Microsoft Ending Support For XP Operating System & PCI Implications

Microsoft will be ending their support of the XP Operating Systems on Tuesday, April 8th. PCI DSS requirement 6.2 specifically states that merchants are required to, "ensure that all system components and software are protected from known vulnerabilities by installing applicable, vendor-supplied security patches. Install critical security patches within one month of release." Once Microsoft ends support, clients will no longer be able to reach or maintain PCI Compliance while using a machine running an XP operating system as outlined in the PCI DSS requirements.

You can learn more by clicking the following link to Microsofts website discussing this event at

Potential risks of staying with Windows XP

Running Windows XP SP3 in your environment after April 8, 2104 may expose you to potential risks, such as:


Without critical Windows XP security updates, your PC may become vulnerable to harmful viruses, spyware, and other malicious software which can steal or damage your business data and information.
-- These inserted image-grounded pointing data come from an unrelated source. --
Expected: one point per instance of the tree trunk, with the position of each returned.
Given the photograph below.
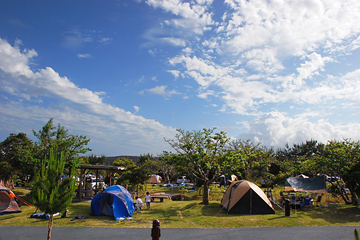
(206, 193)
(50, 226)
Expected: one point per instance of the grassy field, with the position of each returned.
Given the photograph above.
(191, 214)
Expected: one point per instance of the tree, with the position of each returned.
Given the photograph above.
(16, 156)
(338, 160)
(167, 168)
(257, 160)
(49, 194)
(70, 145)
(205, 153)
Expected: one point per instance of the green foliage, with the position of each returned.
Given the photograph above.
(205, 155)
(134, 174)
(50, 194)
(50, 137)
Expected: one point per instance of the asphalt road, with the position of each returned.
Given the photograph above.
(69, 233)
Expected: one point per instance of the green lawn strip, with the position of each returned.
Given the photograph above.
(191, 214)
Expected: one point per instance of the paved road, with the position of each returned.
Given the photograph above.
(69, 233)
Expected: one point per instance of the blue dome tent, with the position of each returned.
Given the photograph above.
(114, 201)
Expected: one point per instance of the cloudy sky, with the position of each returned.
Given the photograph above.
(127, 74)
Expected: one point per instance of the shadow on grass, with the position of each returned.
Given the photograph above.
(335, 214)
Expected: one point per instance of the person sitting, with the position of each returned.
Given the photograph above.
(138, 204)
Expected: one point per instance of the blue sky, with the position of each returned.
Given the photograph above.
(127, 74)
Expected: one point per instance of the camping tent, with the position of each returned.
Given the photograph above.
(245, 197)
(114, 201)
(301, 184)
(154, 179)
(7, 201)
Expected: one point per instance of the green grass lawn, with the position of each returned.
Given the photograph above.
(191, 214)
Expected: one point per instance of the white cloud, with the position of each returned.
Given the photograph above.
(81, 109)
(160, 90)
(84, 55)
(275, 129)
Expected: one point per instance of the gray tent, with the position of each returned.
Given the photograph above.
(247, 198)
(311, 185)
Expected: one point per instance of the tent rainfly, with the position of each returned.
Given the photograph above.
(115, 201)
(154, 179)
(300, 184)
(247, 198)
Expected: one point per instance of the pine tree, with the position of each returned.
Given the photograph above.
(50, 194)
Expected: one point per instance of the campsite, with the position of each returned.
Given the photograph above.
(191, 214)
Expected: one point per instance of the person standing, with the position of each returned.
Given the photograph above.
(148, 200)
(155, 231)
(138, 204)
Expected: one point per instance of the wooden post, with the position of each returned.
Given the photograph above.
(250, 200)
(82, 172)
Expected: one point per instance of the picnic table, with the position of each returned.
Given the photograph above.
(163, 196)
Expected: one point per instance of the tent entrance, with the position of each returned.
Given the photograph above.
(251, 203)
(106, 205)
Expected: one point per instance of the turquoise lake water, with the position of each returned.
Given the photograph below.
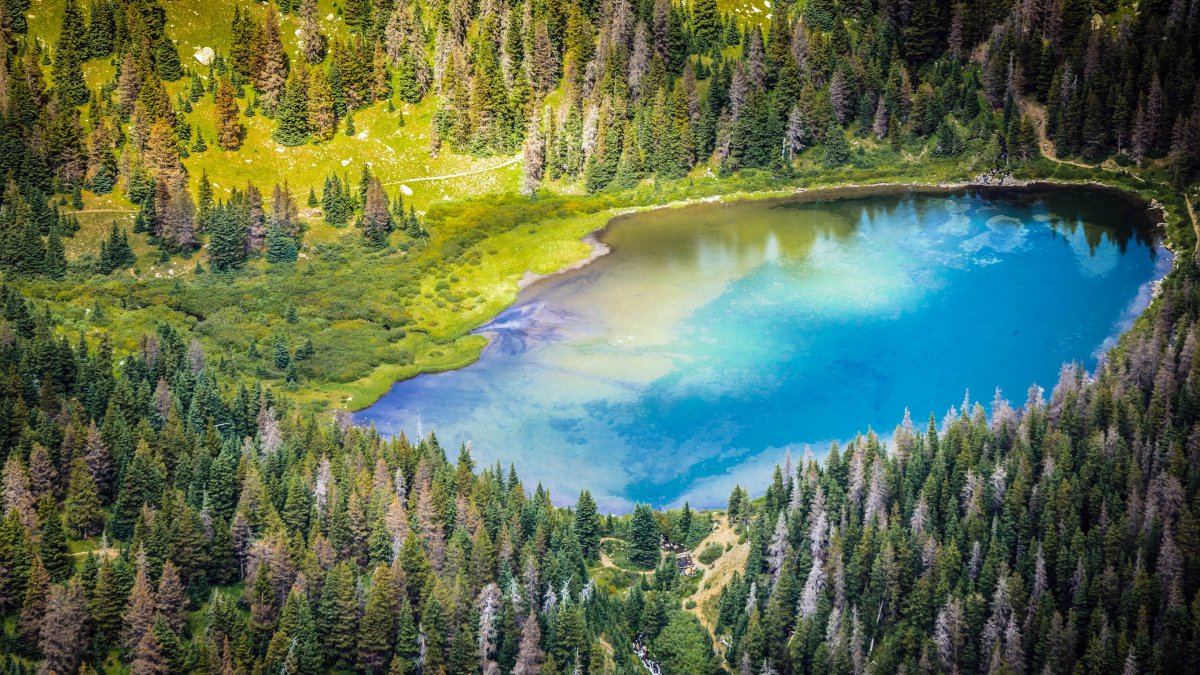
(714, 338)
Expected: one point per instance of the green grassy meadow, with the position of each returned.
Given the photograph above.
(379, 316)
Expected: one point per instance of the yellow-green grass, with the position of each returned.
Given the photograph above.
(395, 153)
(348, 298)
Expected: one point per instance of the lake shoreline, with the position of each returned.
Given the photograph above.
(599, 249)
(540, 315)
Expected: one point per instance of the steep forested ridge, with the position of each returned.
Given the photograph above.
(165, 511)
(222, 535)
(1061, 536)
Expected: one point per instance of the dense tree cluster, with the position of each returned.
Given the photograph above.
(310, 543)
(643, 89)
(1062, 536)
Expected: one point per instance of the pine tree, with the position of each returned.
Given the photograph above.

Anti-virus software will also not be able to fully protect you once Windows XP itself is unsupported.


Businesses that are governed by regulatory obligations such as HIPAA may find that they are no longer able to satisfy compliance requirements. More information on HHS's view on the security requirements for information systems that contain electronic protected health information (e-PHI) can be found here -

Lack of Independent Software Vendor (ISV) Support:

Many software vendors will no longer support their products running on Windows XP as they are unable to receive Windows XP updates. For example, the new Office takes advantage of the modern Windows and will not run on Windows XP.

Hardware Manufacturer support:

Most PC hardware manufacturers will stop supporting Windows XP on existing and new hardware. This will also mean that drivers required to run Windows XP on new hardware may not be available.